1. For my credentials on this topic: I was the first researcher to examine the Titanic's claims at the National Archives in Bayonne, NJ (having discovered them by pure accident, as a natural consequence of my Republic work - see Charlie Haas' and Jack Eaton's listing of credits in at least two of their books). White Star Line was protected by the Harter Limitation of Liability Act. See: http://www.rms-republic.com/conceal04.html. So the only claims that would be filed within that action would be for un/self-insured items, of generally minimal value, particularly when compared to privately insured items. See for applicable argument: http://www.rms-republic.com/other_cargos3.html
2. Insurance companies had no interest in filing their claims. There was no benefit to be gained. See argument, loc. cit.
3. Since, no doubt, the most expensive losses of cargo, jewelry, personal effects, etc. would have been privately insured - and, since there was no incentive for insurance companies to file a claim (there was no one to collect against - AND no insurance company did file a claim as a part of the Limitation of Liability proceeding), we can only speculate as to what may have actually been lost. Certainly, if we assume that the bulk of valuable passenger effects were privately insured, unless the passengers indicated their loss and their comments were reported within the press - the public wouldn't know.

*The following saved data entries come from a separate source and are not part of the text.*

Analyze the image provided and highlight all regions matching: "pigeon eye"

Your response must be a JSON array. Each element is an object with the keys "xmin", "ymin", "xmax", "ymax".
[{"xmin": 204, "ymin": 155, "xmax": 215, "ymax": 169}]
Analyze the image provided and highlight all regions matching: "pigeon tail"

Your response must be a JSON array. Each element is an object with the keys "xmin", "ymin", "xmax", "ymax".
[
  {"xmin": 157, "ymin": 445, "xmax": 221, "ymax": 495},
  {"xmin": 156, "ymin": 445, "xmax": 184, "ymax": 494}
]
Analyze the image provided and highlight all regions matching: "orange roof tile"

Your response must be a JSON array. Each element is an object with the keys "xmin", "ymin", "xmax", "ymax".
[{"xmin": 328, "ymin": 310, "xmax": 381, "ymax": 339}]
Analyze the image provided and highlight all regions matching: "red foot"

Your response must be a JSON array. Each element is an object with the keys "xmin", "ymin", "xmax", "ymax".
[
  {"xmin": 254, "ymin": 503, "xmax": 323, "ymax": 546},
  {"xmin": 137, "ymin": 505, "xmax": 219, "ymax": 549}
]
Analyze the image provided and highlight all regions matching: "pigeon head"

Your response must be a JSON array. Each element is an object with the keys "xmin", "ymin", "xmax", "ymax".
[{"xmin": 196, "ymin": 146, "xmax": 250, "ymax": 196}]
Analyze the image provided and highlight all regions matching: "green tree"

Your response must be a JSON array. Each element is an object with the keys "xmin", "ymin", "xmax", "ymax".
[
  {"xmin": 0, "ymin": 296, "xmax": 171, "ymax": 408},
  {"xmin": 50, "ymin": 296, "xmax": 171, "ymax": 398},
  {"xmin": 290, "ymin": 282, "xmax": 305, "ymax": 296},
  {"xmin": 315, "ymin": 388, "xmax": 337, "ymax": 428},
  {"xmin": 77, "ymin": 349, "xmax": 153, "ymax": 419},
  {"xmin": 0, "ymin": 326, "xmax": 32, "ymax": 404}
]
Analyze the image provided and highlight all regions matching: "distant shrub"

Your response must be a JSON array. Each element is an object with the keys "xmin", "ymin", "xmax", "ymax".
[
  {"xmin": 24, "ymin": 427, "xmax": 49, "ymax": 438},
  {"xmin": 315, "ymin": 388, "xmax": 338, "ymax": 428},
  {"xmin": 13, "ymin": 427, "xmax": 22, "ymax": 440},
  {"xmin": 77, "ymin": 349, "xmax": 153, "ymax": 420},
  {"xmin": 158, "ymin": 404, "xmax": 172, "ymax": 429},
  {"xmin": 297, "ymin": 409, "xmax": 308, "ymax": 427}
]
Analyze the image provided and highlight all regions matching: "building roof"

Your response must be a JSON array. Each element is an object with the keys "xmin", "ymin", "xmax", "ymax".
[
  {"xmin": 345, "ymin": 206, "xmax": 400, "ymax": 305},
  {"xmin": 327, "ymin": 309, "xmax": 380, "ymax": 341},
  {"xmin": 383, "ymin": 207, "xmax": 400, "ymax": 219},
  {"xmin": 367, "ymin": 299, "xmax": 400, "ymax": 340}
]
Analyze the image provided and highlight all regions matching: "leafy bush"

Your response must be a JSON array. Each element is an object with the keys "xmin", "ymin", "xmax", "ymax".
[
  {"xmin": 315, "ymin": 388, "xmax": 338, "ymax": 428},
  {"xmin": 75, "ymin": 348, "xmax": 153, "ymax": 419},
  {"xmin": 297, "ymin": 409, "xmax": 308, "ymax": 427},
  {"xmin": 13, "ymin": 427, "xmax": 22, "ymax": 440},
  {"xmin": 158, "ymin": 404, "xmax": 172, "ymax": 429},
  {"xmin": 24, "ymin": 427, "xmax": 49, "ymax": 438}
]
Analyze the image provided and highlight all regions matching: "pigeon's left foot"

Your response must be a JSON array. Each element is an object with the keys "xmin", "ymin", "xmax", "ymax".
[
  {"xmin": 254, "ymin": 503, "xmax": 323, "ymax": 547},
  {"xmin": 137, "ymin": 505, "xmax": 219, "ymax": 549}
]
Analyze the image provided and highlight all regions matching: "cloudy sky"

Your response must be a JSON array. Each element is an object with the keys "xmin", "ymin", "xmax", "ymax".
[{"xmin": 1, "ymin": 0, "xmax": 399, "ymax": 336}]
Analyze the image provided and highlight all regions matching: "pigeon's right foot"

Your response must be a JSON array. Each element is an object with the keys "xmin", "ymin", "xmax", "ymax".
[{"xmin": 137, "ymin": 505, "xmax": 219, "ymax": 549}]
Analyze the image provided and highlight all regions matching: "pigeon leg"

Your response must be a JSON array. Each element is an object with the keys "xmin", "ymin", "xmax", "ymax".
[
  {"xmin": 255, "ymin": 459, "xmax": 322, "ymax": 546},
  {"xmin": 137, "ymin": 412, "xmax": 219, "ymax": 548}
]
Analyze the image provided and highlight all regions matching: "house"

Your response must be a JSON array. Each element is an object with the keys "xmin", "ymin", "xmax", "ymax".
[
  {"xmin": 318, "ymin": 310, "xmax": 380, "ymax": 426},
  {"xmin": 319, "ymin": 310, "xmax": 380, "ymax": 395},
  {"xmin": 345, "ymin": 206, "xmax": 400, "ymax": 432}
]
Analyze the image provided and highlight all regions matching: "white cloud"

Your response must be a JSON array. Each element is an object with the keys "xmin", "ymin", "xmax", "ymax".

I remember reading somewhere that Royal Mail steamers occasionally carried bullion for bank transfers between Britain and the U.S. The Bank of England supposedly keeps its records classified for 100 years after the event, so if the Titanic carried any gold bullion, there may not be an available record for at least another three years. I rather doubt there's any aboard, though.
I get really well with the Bank of England archival staff and they agreed to search their records on my behalf, including material that won't be released for decades. See http://www.paullee.com/titanic/bank.html
Amen Dr. Lee, and so is the rumored account of TITANIC carrying a cache of opium? I recall when the Japanese U-571 was discovered, and what was hoped to be recovered, gold/silver cargo, turned out to be opium. Needless to say, the U.S. Coast Guard was on stanby to insure that Tidwell and his team destroyed the recovered opium,
which in-turn was estimated to worth as much as a mineral recovery.

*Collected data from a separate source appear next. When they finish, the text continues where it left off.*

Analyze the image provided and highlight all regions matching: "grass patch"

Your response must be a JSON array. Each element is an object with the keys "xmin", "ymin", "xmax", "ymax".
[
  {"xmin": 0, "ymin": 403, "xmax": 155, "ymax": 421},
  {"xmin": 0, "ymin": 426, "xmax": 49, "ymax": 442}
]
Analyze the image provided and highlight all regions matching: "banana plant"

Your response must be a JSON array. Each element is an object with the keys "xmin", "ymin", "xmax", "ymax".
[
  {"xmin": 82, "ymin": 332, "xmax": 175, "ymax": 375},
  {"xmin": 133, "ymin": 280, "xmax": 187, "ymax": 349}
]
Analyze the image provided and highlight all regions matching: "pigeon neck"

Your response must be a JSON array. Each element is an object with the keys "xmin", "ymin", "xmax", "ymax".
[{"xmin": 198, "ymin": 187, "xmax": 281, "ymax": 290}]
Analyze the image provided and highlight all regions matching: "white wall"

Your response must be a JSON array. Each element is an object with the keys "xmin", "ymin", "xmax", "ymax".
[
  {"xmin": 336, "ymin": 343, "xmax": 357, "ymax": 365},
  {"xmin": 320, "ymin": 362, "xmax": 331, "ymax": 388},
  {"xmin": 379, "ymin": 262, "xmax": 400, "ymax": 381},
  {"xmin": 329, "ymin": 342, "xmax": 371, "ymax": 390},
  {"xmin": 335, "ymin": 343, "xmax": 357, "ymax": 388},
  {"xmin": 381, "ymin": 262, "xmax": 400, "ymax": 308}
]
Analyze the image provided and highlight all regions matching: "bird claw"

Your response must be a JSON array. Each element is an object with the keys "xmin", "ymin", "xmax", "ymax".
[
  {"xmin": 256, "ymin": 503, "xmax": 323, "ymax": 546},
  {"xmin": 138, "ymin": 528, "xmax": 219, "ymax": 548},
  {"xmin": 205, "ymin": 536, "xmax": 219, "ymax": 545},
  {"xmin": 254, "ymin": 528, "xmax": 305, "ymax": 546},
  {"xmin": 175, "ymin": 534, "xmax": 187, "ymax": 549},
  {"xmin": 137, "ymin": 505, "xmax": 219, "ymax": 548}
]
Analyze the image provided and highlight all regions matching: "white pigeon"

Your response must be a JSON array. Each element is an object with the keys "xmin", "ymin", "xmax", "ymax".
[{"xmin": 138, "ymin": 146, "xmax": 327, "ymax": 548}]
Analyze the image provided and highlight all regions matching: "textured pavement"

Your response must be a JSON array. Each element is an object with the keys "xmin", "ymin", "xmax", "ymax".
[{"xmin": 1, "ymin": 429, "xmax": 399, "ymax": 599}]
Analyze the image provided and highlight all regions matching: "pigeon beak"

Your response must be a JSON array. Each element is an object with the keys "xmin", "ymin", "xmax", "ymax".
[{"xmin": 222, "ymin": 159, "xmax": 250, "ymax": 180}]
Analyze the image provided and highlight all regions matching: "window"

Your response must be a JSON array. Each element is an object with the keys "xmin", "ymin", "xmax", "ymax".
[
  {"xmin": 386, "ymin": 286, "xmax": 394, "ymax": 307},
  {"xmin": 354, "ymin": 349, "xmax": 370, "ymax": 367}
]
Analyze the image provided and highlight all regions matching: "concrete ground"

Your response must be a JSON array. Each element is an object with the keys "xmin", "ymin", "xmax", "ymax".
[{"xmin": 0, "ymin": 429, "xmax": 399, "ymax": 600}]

Thanks very much for your interesting article, Paul--you've confirmed that the bullion rumor is rubbish to my satisfaction! Pretty much what I'd suspected. Don Lynch's book Titanic: An Illustrated History is indeed where I read about it.

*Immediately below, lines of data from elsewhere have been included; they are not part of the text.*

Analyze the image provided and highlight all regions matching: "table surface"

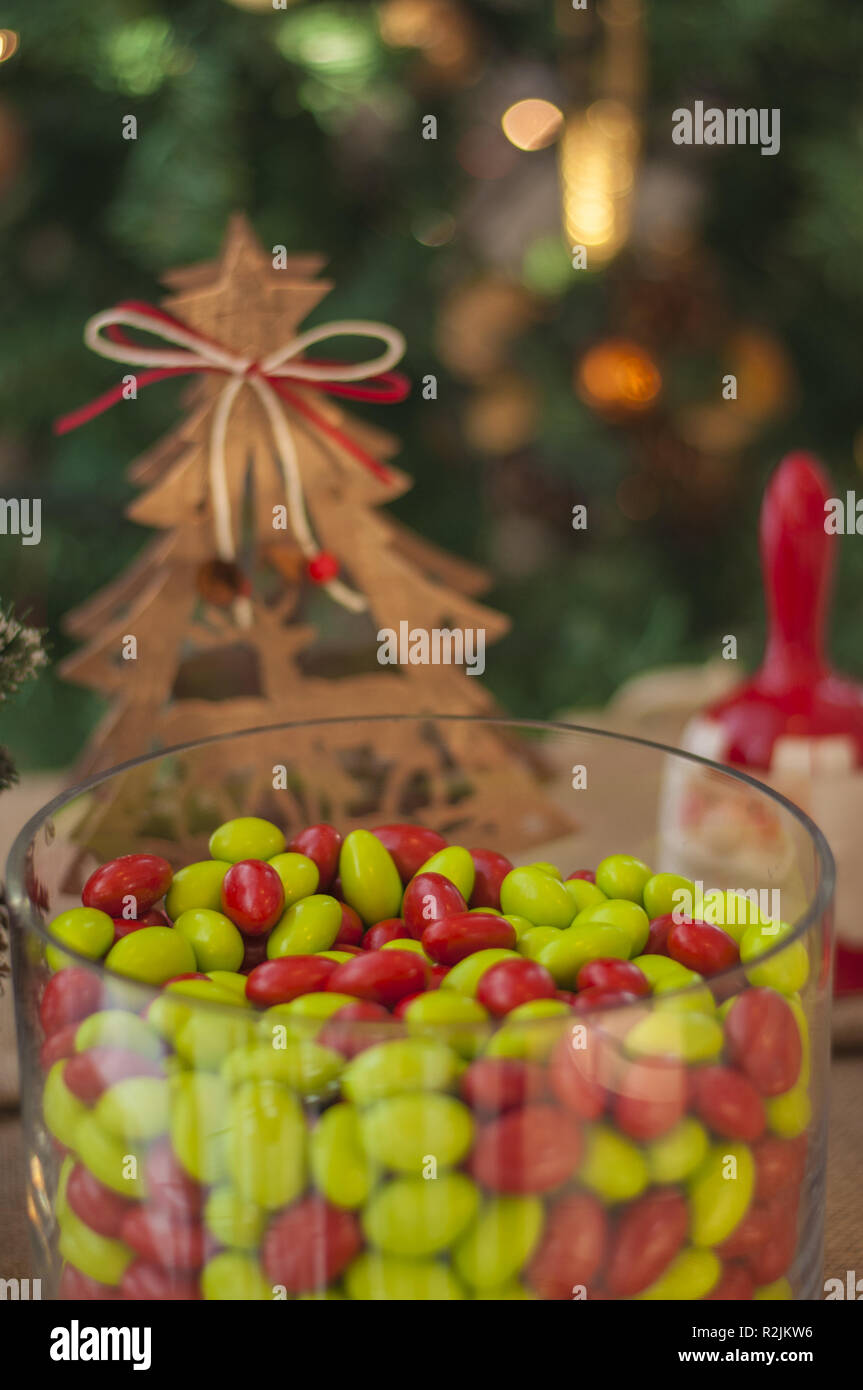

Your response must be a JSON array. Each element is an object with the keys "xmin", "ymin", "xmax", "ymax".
[{"xmin": 1, "ymin": 1054, "xmax": 861, "ymax": 1294}]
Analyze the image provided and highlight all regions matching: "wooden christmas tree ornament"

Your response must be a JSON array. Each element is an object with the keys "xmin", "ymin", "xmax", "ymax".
[{"xmin": 55, "ymin": 215, "xmax": 572, "ymax": 858}]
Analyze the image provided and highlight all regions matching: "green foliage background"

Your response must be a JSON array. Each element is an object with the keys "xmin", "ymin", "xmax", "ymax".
[{"xmin": 1, "ymin": 0, "xmax": 863, "ymax": 769}]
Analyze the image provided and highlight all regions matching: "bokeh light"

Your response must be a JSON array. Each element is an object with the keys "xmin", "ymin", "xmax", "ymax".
[
  {"xmin": 501, "ymin": 98, "xmax": 564, "ymax": 152},
  {"xmin": 560, "ymin": 100, "xmax": 639, "ymax": 264},
  {"xmin": 413, "ymin": 211, "xmax": 456, "ymax": 246},
  {"xmin": 576, "ymin": 339, "xmax": 662, "ymax": 414},
  {"xmin": 0, "ymin": 30, "xmax": 19, "ymax": 63}
]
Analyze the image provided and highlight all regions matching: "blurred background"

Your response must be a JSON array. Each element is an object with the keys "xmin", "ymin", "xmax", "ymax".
[{"xmin": 2, "ymin": 0, "xmax": 863, "ymax": 771}]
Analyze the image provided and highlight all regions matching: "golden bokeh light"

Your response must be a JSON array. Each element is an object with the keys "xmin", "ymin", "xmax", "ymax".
[
  {"xmin": 501, "ymin": 98, "xmax": 564, "ymax": 152},
  {"xmin": 559, "ymin": 100, "xmax": 640, "ymax": 264},
  {"xmin": 0, "ymin": 30, "xmax": 19, "ymax": 62},
  {"xmin": 577, "ymin": 339, "xmax": 662, "ymax": 415}
]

Very interesting, Michael--John Eaton and Charles Haas included the claim that Titanic carried opium in her specie room in "Titanic: Destination Disaster." Of course they also perpetuated the 390904 "No Pope" Titanic hull number in that book, too...hmmm, that does make me suspicious.
I think that one of the reasons that some myths like this tend to survive is because they have the element of the plausible to go along with them.
Liners were known to carry gold bullion and other metal specie but for obvious reasons of security, they were not especially keen to advertise the fact. Much the same would apply to any other really valuable cargos. That doesn't mean that the Titanic did have any such aboard...and the evidence appears to be very much against it...but it wouldn't have been all that remarkable if she had.